Is it not stupid to think that, because coarse men use drink coarsely, no man shall drink? As well say that because some men have indigestion no man shall eat, because there is bad music played we shall have no good music.
Well enough I know that my voice is a feeble one. What I say will have no effect. However I feel this inclination to speak up. It has seemed to me, from the very beginning, that this whole matter of prohibition has been put on the wrong footing. We should begin to find out, sometime, that people are not changed by laws. You do not make men moral or immoral that way.
Anyway, being moral or immoral has nothing to do with the matter.
Men continue to drink. It is all a question of what we shall drink. It is a question of taste.

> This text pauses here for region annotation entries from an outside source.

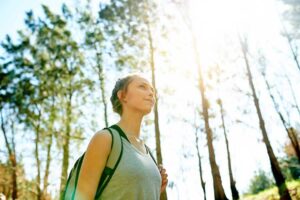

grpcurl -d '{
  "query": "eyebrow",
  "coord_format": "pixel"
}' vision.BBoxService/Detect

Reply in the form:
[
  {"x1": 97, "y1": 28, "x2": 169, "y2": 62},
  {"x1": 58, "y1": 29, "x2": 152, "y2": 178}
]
[{"x1": 142, "y1": 82, "x2": 155, "y2": 92}]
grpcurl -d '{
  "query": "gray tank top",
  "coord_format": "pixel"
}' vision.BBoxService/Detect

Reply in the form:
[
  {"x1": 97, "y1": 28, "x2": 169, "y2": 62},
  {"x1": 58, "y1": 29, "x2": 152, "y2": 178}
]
[{"x1": 99, "y1": 137, "x2": 162, "y2": 200}]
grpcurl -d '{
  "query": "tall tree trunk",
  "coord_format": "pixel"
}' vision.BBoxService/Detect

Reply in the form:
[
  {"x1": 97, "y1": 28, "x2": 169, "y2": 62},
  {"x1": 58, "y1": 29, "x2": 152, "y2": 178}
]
[
  {"x1": 146, "y1": 19, "x2": 168, "y2": 200},
  {"x1": 97, "y1": 53, "x2": 108, "y2": 127},
  {"x1": 60, "y1": 90, "x2": 73, "y2": 199},
  {"x1": 262, "y1": 70, "x2": 300, "y2": 162},
  {"x1": 218, "y1": 98, "x2": 240, "y2": 200},
  {"x1": 0, "y1": 107, "x2": 18, "y2": 200},
  {"x1": 191, "y1": 29, "x2": 228, "y2": 200},
  {"x1": 239, "y1": 37, "x2": 291, "y2": 200},
  {"x1": 176, "y1": 3, "x2": 228, "y2": 197},
  {"x1": 34, "y1": 104, "x2": 42, "y2": 200},
  {"x1": 43, "y1": 132, "x2": 53, "y2": 197},
  {"x1": 284, "y1": 73, "x2": 300, "y2": 117},
  {"x1": 195, "y1": 126, "x2": 206, "y2": 200},
  {"x1": 43, "y1": 96, "x2": 55, "y2": 198}
]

Drink is the great equalizer. I dare say that, unlike food, it is not an absolute necessity to the continuance of human life.
But who wants just to live? If I cannot put some flourish into my life what good is it to me? Too much greyness in an industrial civilization. I do not want to be grey. If I were a bird I would want to wear the most gaily-colored plumage I could find. I want to sing occasionally, shout, link arms with other men, tell them nice little complimentary lies about themselves, have them do the same to me.
I want to dance, make love, get drunk when getting drunk will loosen me up.
Being as I am, the kind of man I am, I dare say I will do these things in any event.
I will get drinks all right. Plenty of men offer me drinks. Almost every day I get letters—"Come to my house. I have something good here."
Mostly optimistic lies, a forlorn hope.
We are all sunk into the vulgarity of second rate drinks. We go deeper and deeper. Nothing has ever so discouraged me about democracy. Nothing has ever so stood in the way of the growth of good taste.
Nothing has ever struck such a blow at comradeship, as between man and man.
Prohibition—the triumph of vulgarity.
That is all I can see in the matter.